Twenty-five years after a power company last got permission to build a nuclear reactor in this country, Dominion has signaled its interest in doubling the size of its North Anna power plant, 80 miles south of Washington, with two new reactors.
The company has filed an initial application -- called an "early site permit" -- to build two more reactors at its plant on Lake Anna. It is a preliminary step in a complex process that, if followed, would take more than a decade and cost millions of dollars. And it has attracted attention from anti-nuclear activists and some local residents.
People's Alliance worker Abhaya Thiele, left, shares information with Anna Point Marina store manager Brenda Hydro.
(Gerald Martineau -- The Washington Post)
Federal energy officials predict that electricity needs will rise nearly 40 percent by 2020, and Dominion, which provides 17 percent of Virginia's electricity, says expanding the North Anna facility would help meet the demands of a ballooning Washington area population. North Anna powers 450,000 homes. Doubling its size would feed an additional 400,000, the company says.
Currently, Virginia gets 35 percent of its power from nuclear sources, and Maryland gets 28 percent, compared with the national average of 24 percent. As America's appetite for electricity expands, the Bush administration is looking to the nuclear industry to help meet the demand by adding the equivalent of 50 new reactors to the country's 103 by 2020.
But Dominion's intentions, however preliminary, have spawned opposition.
Anti-nuclear activists have descended on the Lake Anna area since the company filed a preliminary permit application to the Nuclear Regulatory Commission last fall, visiting fairs, diners and convenience stores to speak out against the expansion. A group based in Charlottesville has sprung up, calling itself the People's Alliance for Clean Energy, and a conference on the expansion at the Lake Anna plant was scheduled for this weekend at the University of Virginia.
In the recreation-minded community that has grown around the lake, there has been reaction of a different sort.
Bill Borduin, a retiree from New Jersey who chairs a local committee on the possible expansion, said residents worry that two more reactors, which would need to be cooled by Lake Anna water, would mean a drop in water levels, leaving boats beached and docks high and dry. Some are concerned that the water used to cool the reactors would be so warm when it reenters the lake that it would raise lake temperature levels too high for comfortable swimming.
"Also, I bet it would create an enormous amount of humidity," Borduin said.
The local civic association also has questioned how the water temperature and levels might affect fish.

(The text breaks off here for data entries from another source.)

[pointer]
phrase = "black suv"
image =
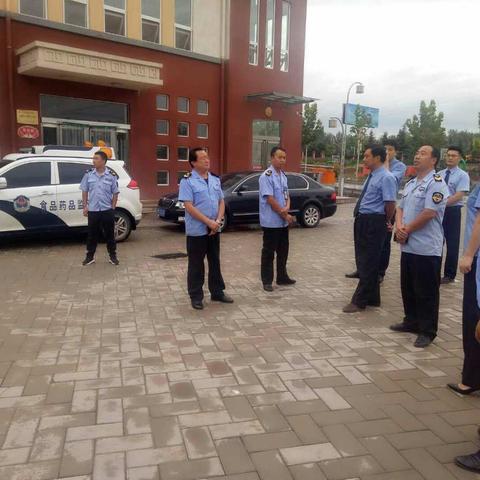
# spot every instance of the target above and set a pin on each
(310, 201)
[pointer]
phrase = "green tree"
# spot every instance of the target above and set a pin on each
(426, 128)
(313, 133)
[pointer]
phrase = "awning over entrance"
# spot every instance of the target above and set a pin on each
(49, 60)
(285, 98)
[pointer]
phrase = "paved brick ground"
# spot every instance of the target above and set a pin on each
(107, 373)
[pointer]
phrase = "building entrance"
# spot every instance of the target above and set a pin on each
(266, 135)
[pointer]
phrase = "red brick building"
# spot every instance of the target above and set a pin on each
(224, 74)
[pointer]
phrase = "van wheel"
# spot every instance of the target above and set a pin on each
(310, 216)
(123, 226)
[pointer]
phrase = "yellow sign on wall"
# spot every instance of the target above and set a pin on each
(29, 117)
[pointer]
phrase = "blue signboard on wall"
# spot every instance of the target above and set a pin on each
(349, 110)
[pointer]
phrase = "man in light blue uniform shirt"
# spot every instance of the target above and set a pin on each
(419, 231)
(274, 205)
(397, 169)
(99, 196)
(202, 195)
(458, 183)
(372, 213)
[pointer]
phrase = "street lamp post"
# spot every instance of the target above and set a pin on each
(341, 181)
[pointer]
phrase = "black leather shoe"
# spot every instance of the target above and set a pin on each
(197, 304)
(469, 462)
(353, 274)
(222, 298)
(463, 391)
(402, 327)
(446, 280)
(422, 341)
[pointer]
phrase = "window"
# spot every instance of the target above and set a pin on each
(202, 107)
(76, 12)
(183, 129)
(151, 21)
(35, 8)
(270, 34)
(182, 153)
(183, 104)
(183, 24)
(115, 16)
(72, 173)
(163, 152)
(163, 127)
(180, 175)
(163, 178)
(162, 102)
(253, 48)
(202, 130)
(250, 185)
(29, 175)
(285, 41)
(296, 182)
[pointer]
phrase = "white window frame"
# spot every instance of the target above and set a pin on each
(168, 102)
(168, 153)
(186, 28)
(179, 177)
(285, 53)
(45, 9)
(208, 107)
(188, 129)
(188, 153)
(168, 127)
(153, 20)
(84, 2)
(168, 178)
(256, 43)
(188, 105)
(116, 10)
(272, 48)
(206, 125)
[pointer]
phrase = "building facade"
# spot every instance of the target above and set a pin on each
(154, 78)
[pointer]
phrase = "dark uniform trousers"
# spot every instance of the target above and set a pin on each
(101, 223)
(470, 317)
(370, 231)
(275, 240)
(197, 249)
(420, 283)
(451, 229)
(386, 250)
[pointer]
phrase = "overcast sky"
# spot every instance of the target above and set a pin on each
(404, 51)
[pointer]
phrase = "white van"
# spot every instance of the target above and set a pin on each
(40, 192)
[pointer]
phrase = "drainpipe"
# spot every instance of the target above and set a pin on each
(11, 98)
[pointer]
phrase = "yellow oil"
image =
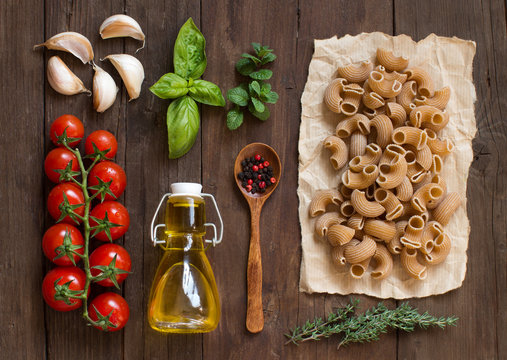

Such leisure-oriented concerns should not be surprising. Most of the people who live around Lake Anna, which straddles Spotsylvania, Orange and Louisa counties, moved there to be near the 13,000-acre lake, created in 1971 to cool water for the nuclear power plant, located in Louisa County.
In addition to $10 million in annual tax revenue for the county, the plant provides 900 jobs, making Dominion the largest employer in Louisa County.
Fitzgerald A. Barnes, chairman of the Louisa County Board of Supervisors, said he has not gotten a single phone call about Dominion's application.
"Not nay or yea," he said. "People here worry about working and trying to raise their families."